Mezun ettiğimiz öğrencilerin yüzde kaçı meslekte kalmaktadır. Daha önceki yıllarda yapılan araştırmalar ve kendi gözlemim sonucunda mezun öğrencilerimizin meslekte kalma oranı, her sınıftan bir yada iki kişi veya hiç şeklinde dir.
Yani yapılan onca masraf bizlerin gösterdiği onca çaba nın sonucu tam bir tatminsizliktir. Bence Mesleki Eğitimin yani Lise düzeyinde verilen Mesleki Eğitimin en büyük handikapı buradadır. Her yeni bir yıl, her yeni bir kandırmaca gibi... Sonuç itibariyle işe yaramayan bir çaba...
Konu tartışmaya devam edildikçe sisteme ilişkin dünya kadar mazeretler ortaya çıkacaktır.
Ör; Öğrencilerimizin yaşları meslek seçimi ve öğrenimi için doğru bir yaşmıdır? 8 yıllık ilköğretimden sonra bir yıllık (güya mesleğe yönlendirme) bir süre sonunda öğrencilerimiz meslek seçimine zorlanmaktadır.

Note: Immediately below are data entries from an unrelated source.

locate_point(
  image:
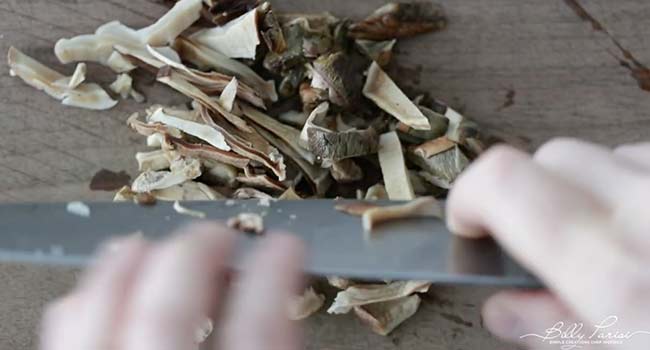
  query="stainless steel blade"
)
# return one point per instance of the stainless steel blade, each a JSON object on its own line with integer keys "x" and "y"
{"x": 420, "y": 249}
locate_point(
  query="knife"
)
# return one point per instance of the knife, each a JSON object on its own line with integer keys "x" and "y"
{"x": 417, "y": 249}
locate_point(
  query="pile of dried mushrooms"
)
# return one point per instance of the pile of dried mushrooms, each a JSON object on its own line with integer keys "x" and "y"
{"x": 279, "y": 106}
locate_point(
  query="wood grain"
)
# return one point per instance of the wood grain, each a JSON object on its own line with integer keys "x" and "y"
{"x": 528, "y": 67}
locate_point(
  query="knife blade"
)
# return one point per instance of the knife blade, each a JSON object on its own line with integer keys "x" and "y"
{"x": 419, "y": 249}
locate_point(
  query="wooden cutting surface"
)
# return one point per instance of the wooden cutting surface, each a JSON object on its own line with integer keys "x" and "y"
{"x": 528, "y": 67}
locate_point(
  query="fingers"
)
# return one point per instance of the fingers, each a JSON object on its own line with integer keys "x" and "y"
{"x": 175, "y": 289}
{"x": 87, "y": 318}
{"x": 257, "y": 318}
{"x": 591, "y": 167}
{"x": 555, "y": 229}
{"x": 524, "y": 317}
{"x": 637, "y": 153}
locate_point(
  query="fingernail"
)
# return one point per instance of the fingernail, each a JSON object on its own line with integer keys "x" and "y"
{"x": 501, "y": 320}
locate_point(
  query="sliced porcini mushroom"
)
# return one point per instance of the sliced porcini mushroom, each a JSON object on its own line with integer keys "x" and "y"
{"x": 378, "y": 51}
{"x": 393, "y": 168}
{"x": 359, "y": 295}
{"x": 187, "y": 191}
{"x": 331, "y": 146}
{"x": 187, "y": 211}
{"x": 386, "y": 95}
{"x": 206, "y": 58}
{"x": 433, "y": 147}
{"x": 55, "y": 84}
{"x": 399, "y": 20}
{"x": 441, "y": 169}
{"x": 224, "y": 11}
{"x": 340, "y": 72}
{"x": 247, "y": 143}
{"x": 346, "y": 171}
{"x": 250, "y": 193}
{"x": 237, "y": 39}
{"x": 154, "y": 160}
{"x": 290, "y": 194}
{"x": 284, "y": 132}
{"x": 173, "y": 23}
{"x": 151, "y": 129}
{"x": 376, "y": 192}
{"x": 318, "y": 177}
{"x": 384, "y": 317}
{"x": 261, "y": 181}
{"x": 98, "y": 47}
{"x": 302, "y": 306}
{"x": 339, "y": 282}
{"x": 201, "y": 131}
{"x": 420, "y": 207}
{"x": 123, "y": 85}
{"x": 178, "y": 83}
{"x": 228, "y": 95}
{"x": 78, "y": 77}
{"x": 205, "y": 152}
{"x": 317, "y": 114}
{"x": 220, "y": 173}
{"x": 180, "y": 171}
{"x": 247, "y": 222}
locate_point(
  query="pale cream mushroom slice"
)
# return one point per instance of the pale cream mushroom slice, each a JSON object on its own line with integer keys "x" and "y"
{"x": 237, "y": 39}
{"x": 393, "y": 168}
{"x": 359, "y": 295}
{"x": 173, "y": 23}
{"x": 304, "y": 305}
{"x": 55, "y": 84}
{"x": 180, "y": 171}
{"x": 202, "y": 131}
{"x": 384, "y": 317}
{"x": 420, "y": 207}
{"x": 381, "y": 89}
{"x": 123, "y": 86}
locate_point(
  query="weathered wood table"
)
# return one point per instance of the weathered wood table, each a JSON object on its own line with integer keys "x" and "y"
{"x": 529, "y": 67}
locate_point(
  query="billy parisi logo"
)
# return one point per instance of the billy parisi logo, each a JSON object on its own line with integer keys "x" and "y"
{"x": 569, "y": 336}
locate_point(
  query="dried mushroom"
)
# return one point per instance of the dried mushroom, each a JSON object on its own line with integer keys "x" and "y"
{"x": 55, "y": 84}
{"x": 279, "y": 106}
{"x": 399, "y": 20}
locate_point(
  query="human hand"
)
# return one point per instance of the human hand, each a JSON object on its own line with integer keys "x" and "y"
{"x": 576, "y": 215}
{"x": 141, "y": 295}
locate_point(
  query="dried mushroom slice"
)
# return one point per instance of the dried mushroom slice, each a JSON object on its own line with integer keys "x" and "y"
{"x": 386, "y": 95}
{"x": 201, "y": 131}
{"x": 393, "y": 168}
{"x": 378, "y": 51}
{"x": 305, "y": 305}
{"x": 420, "y": 207}
{"x": 237, "y": 39}
{"x": 443, "y": 168}
{"x": 180, "y": 171}
{"x": 340, "y": 72}
{"x": 207, "y": 59}
{"x": 359, "y": 295}
{"x": 187, "y": 191}
{"x": 398, "y": 20}
{"x": 247, "y": 222}
{"x": 37, "y": 75}
{"x": 384, "y": 317}
{"x": 173, "y": 23}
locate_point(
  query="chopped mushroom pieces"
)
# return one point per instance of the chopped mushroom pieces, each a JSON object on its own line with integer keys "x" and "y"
{"x": 306, "y": 304}
{"x": 278, "y": 107}
{"x": 359, "y": 295}
{"x": 186, "y": 211}
{"x": 421, "y": 207}
{"x": 247, "y": 222}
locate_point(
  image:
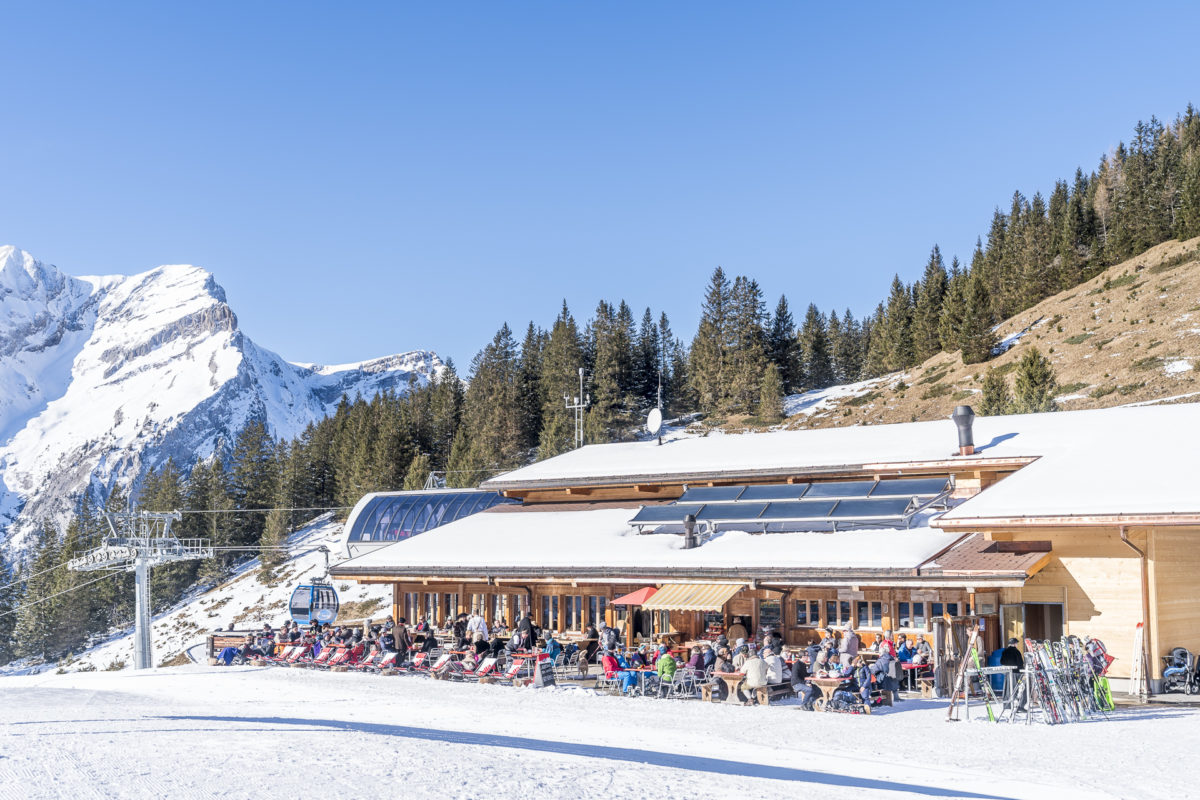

Her ne kadar mesleğe yönlendirme dersleri alsalar bile, aslında not ortalaması ve ailesinin maddi çabalarıyla birlike öğrenciler rasgele meslek seçimine zorlanmakadırlar.
Bunun yanında, Atölyede bulunan dakikada 18000 devir atan kesici uçlara sahip makineler bile yetişkinlere göre yapılmıştır. 10. sınıf öğrencilerinin bazılarının boyu ,kolu makineye ulaşamamaktadır.En pahalı makineler çocukların elinde birer oyun aracıdır. Onları tehlikeden korumak için de korku faktörünü kullanıyoruz. Devam edecek...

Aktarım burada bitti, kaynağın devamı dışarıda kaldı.